For the noise sources of 1) and 2), we provide statistics on the rate at which the context identification module incorrectly identifies contexts and the guideline selection module selects incorrect guidelines on ALFWorld through manual evaluation. This analysis demonstrates that both the context identification and guideline selection modules produce results with low noise:
| Module | Error Rate (%) |
|---|---|
| Context Identification | 3.2% |
| Guideline Selection | 1.1% |
For the noise source of 3), it is challenging to determine the correctness of the guideline extraction module compared to the first two modules (i.e., context identification and guideline selection). Therefore, we qualitatively examine each extracted guideline in Figures 14-15. Our observations indicate that these guidelines contain helpful and effective knowledge, as demonstrated in our empirical experiments. Having a standardized metric for quantifying the quality of generated guidelines would be beneficial, and this is part of our planned future work, as noted in Appendix A (Limitation and Broader Impacts).
Lastly, AutoGuide employs principled methods to systematically address potential noise. Specifically, AutoGuide includes a context-matching procedure (Lines 128-131) to determine if the currently generated context matches any previously identified contexts. Additionally, AutoGuide uses the guideline selection module (Section 3.3) to choose up to relevant guidelines based on the current context. If no guidelines are deemed relevant, this guideline selection module can opt not to select any guideline.

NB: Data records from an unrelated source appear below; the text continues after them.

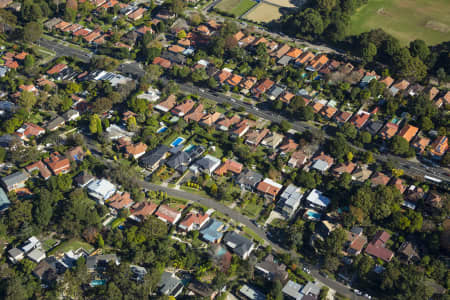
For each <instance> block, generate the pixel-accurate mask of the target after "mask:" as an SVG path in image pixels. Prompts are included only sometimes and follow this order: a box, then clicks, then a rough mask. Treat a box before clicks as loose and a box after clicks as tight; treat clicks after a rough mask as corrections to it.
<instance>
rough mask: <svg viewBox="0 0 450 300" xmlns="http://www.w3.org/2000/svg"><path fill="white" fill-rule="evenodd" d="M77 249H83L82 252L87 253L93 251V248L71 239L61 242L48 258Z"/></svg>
mask: <svg viewBox="0 0 450 300" xmlns="http://www.w3.org/2000/svg"><path fill="white" fill-rule="evenodd" d="M79 248H83V249H84V250H86V251H87V252H89V253H91V252H92V251H94V250H95V248H94V246H92V245H90V244H88V243H86V242H83V241H80V240H78V239H71V240H68V241H65V242H62V243H61V244H60V245H59V246H58V247H56V248H54V249H53V250H51V251H50V252H49V253H48V256H50V255H55V254H61V253H65V252H67V251H69V250H72V251H75V250H77V249H79Z"/></svg>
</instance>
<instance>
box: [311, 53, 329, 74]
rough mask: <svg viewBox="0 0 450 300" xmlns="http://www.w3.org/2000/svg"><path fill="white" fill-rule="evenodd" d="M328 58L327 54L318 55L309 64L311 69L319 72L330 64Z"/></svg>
mask: <svg viewBox="0 0 450 300" xmlns="http://www.w3.org/2000/svg"><path fill="white" fill-rule="evenodd" d="M328 60H329V59H328V57H327V56H326V55H325V54H321V55H318V56H316V57H314V59H313V60H311V62H310V63H309V65H310V66H311V67H313V68H314V69H316V70H319V69H320V68H321V67H323V66H324V65H325V64H326V63H327V62H328Z"/></svg>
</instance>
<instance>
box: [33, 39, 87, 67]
mask: <svg viewBox="0 0 450 300" xmlns="http://www.w3.org/2000/svg"><path fill="white" fill-rule="evenodd" d="M36 44H38V45H39V46H41V47H44V48H47V49H50V50H52V51H54V52H55V53H56V56H57V57H60V56H69V57H76V58H78V59H79V60H81V61H83V62H89V61H90V60H91V58H92V55H93V54H92V52H90V51H84V50H80V49H76V48H72V47H69V46H65V45H63V44H62V43H61V42H60V41H56V40H48V39H45V38H40V39H39V40H38V41H37V42H36Z"/></svg>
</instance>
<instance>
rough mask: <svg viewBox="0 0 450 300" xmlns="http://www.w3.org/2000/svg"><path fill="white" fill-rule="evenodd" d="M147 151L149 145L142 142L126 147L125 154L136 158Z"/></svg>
mask: <svg viewBox="0 0 450 300" xmlns="http://www.w3.org/2000/svg"><path fill="white" fill-rule="evenodd" d="M146 150H147V145H146V144H144V143H142V142H139V143H137V144H134V145H128V146H126V147H125V152H126V153H128V154H129V155H132V156H134V157H136V156H139V155H140V154H143V153H145V151H146Z"/></svg>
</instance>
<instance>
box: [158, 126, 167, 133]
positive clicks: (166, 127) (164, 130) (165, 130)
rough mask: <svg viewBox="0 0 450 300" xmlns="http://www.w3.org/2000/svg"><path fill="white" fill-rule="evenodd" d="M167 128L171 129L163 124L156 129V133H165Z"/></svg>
mask: <svg viewBox="0 0 450 300" xmlns="http://www.w3.org/2000/svg"><path fill="white" fill-rule="evenodd" d="M167 129H169V128H167V126H163V127H161V128H159V129H158V130H156V133H163V132H166V131H167Z"/></svg>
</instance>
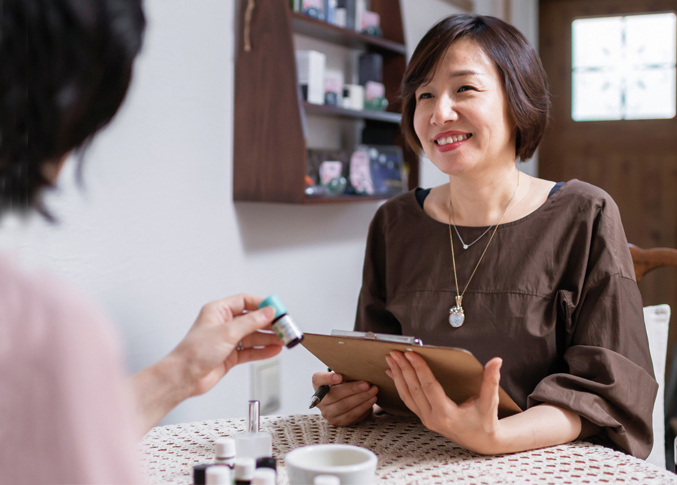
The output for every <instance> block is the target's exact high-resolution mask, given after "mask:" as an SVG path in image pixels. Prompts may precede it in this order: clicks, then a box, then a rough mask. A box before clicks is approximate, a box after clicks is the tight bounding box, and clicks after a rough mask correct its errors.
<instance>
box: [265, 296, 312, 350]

This paper proposes a method (autoguide) to improve LLM agent performance by generating context-aware guidelines.
Strengths: S1. All reviewers like the idea of context-aware guideline. S2. Strong experimental results on multiple benchmark tasks.
Weakness: W1. Some connections and comparisons with ReAct, Reflexion, ExpeL need further evidence.
Overall, it is a clearly-written paper with an interesting idea (context-aware guideline).